Страница 16 из 28
Когда вернулись в её номер, спросила:
– Тебе всегда артистку подсовывают?
– Когда учительницу, когда проститутку, – он зевнул.
– И ты…?
– Любой ответ не в мою пользу, – усмехнулся Горяев. – Пойми, я для них сразу и Борис Нелакаевич, и Цицерон Степанович. Им кажется, что можно не работать, как в совке, а приедет начальник и нажмёт на денежную кнопку.
– Ельцин правда с моста с букетами падал, когда на свиданье шёл?
– Свечку не держал.
– А как отсюда домой позвонить?
– У тебя ж сотовый.
– С него дорого, – сказала Валя с материной интонацией, но всё же набрала домашних.

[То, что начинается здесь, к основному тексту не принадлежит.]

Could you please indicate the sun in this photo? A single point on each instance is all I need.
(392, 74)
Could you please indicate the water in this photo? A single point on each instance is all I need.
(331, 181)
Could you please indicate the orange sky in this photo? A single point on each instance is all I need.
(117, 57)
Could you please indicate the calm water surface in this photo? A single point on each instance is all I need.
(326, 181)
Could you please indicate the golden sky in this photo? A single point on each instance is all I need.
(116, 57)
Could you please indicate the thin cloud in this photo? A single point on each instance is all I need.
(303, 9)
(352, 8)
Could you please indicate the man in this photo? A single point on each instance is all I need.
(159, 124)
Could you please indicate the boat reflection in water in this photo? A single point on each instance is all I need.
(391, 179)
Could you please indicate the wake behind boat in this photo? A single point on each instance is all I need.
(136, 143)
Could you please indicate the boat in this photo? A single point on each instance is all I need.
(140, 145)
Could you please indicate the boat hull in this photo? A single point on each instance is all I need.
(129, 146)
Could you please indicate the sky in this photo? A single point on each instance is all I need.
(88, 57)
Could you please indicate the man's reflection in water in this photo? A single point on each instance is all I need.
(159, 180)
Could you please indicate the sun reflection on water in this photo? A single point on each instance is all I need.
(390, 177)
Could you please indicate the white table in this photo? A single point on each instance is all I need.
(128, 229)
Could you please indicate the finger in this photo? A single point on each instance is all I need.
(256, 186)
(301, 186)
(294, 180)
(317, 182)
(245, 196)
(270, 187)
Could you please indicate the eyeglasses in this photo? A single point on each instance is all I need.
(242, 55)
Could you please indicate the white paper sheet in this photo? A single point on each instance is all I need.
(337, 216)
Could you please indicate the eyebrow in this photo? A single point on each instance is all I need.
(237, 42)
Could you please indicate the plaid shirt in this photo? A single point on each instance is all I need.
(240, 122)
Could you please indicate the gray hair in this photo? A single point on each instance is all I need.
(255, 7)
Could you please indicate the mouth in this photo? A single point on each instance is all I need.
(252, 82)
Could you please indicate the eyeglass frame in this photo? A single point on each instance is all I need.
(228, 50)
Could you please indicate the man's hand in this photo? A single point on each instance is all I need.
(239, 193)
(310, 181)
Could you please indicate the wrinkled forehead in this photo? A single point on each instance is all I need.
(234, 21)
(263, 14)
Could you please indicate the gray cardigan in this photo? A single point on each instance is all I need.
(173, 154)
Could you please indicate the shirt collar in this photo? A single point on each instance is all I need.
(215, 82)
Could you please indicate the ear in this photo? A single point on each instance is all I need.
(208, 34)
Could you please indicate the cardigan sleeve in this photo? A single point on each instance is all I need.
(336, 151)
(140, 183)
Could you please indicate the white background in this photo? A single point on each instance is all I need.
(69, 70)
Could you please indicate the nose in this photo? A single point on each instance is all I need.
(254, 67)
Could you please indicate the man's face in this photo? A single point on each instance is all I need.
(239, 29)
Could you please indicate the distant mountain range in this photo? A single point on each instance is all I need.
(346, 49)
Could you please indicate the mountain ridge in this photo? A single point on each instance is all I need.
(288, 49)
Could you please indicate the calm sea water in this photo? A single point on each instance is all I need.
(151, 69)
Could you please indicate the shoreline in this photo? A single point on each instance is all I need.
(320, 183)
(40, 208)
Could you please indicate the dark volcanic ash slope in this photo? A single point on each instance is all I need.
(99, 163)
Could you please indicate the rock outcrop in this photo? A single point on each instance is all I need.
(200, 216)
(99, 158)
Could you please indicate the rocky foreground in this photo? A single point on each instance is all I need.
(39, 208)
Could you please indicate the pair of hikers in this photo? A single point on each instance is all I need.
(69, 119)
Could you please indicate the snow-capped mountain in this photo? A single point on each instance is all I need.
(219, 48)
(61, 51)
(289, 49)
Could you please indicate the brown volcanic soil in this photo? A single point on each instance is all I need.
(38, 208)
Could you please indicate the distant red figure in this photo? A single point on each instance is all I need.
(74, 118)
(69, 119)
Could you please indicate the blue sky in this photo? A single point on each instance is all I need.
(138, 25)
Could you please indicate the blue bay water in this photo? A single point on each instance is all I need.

Вика читала книжку. А мать наказала посмотреть, что там в магазинах дешёвого.
– Не девочка, а ангел, – поделилась Валя с Виктором. – Уж не знаю, что и подумать?
– У моего друга сын подсел. Главные наркобазы – престижные вузы. На детей богатых ложатся дилеры, сдруживаются, подсаживают. Мальчик своё спустил, навёл на квартиру, помог угнать отцову тачку. Обследовали, полный список – гепатит В и С, СПИД. Отправили в Америку лечить, он и там нашёл. Умер от передоза.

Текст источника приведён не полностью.